For many years I carried a “Small Society” cartoon in my wallet. The one frame cartoon depicted a political aide telling his irate boss, “Senator, it’s not that you were misquoted. It’s that they reported word for word what you shouldn’t have said in the first place.”
TV news depends on conflict, drama, confrontation. It’s a lot easier to air a political attack than do all the research necessary to show the accuser held the now-discredited view when his or her party was in power. Why do reporters let them get away with it? Because they’re lazy. Or no good. Or pressured by management to “sell the sizzle, not the steak.”

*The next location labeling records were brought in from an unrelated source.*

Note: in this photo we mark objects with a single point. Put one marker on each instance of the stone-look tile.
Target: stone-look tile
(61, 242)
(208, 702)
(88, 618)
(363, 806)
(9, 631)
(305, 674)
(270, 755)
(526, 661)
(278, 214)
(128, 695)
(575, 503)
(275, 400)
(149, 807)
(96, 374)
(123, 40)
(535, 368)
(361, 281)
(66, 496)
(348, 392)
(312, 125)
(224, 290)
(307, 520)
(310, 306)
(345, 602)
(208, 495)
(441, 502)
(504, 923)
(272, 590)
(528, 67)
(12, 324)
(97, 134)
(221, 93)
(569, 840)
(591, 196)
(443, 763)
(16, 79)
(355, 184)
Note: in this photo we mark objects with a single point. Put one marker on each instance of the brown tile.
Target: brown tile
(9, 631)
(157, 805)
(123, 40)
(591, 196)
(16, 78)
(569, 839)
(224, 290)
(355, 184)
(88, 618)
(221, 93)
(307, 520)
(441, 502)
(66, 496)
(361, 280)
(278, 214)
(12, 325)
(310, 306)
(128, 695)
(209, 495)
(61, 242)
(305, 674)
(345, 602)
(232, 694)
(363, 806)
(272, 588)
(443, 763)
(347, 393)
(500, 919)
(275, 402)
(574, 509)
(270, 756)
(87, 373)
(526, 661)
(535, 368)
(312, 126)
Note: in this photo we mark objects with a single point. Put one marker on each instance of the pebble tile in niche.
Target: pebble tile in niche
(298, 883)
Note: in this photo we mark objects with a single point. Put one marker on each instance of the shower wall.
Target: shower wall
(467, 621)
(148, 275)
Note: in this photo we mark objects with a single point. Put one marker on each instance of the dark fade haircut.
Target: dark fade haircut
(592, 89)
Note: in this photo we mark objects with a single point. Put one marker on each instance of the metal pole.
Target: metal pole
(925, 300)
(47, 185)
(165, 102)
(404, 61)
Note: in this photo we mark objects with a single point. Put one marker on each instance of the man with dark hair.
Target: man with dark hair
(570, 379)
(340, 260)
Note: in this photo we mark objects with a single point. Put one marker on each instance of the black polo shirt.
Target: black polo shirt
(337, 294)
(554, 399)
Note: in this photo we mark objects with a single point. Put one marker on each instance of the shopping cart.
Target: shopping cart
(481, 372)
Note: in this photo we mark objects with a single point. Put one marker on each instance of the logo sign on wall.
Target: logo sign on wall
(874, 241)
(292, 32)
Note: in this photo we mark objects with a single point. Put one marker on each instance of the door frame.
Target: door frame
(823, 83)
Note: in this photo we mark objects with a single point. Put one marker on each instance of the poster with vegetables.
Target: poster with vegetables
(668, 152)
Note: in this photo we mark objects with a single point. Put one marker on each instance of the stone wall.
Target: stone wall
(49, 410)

Why does the public reward political blowhards with support and votes? Sadly, because most Americans are just uninformed. We’re forgetful. We lack context. We’ve come to rely on our newscasts to keep them honest. But the media is as complicit as the politicians in keeping America in the dark.
Whose Sari Now: Perhaps it’s been reported already, but I’d be curious to know how many red saris similar to the one worn by Michaele Salahi have been sold since she partied at the state dinner at the White House. If you know, please email me.
Birthright: My “younger” sister Lee who is older than I am by two years (she has a biblical complex—she thinks she sold me her middle-child birthright, whatever that is) is displaying maternal instincts towards me. She worries about my venturing out sockless in the cold.
“The head and the toes are the first to feel cold and to allow body warmth to seep out. Given your diminishing hair amount I’d think again of no socks policy...just a helpful sister’s advice...not that you ever take my advice...,” she wrote in a recent email.
Didn’t realize I was losing my hair, at least in any noticeable fashion. She has peculiar eyesight for someone nearly 3,000 miles away in Los Angeles. But she’s right about it getting colder. It was 38 degrees when I went outside early Sunday afternoon, sockless. Wasn’t bad at all.
But Lee did have an interesting suggestion: “I suggest that you give in to Mother Nature and start wearing socks. To distinguish business dress from free man's dress, wear only funky, silly socks.....there are many on the market.”
Not a bad idea, but as she suggested in her motherly tone, when did I ever take her advice? I’m just not ready to give in. My “public” keeps demanding to see me sockless. Last week I didn’t disappoint four separate inquirers.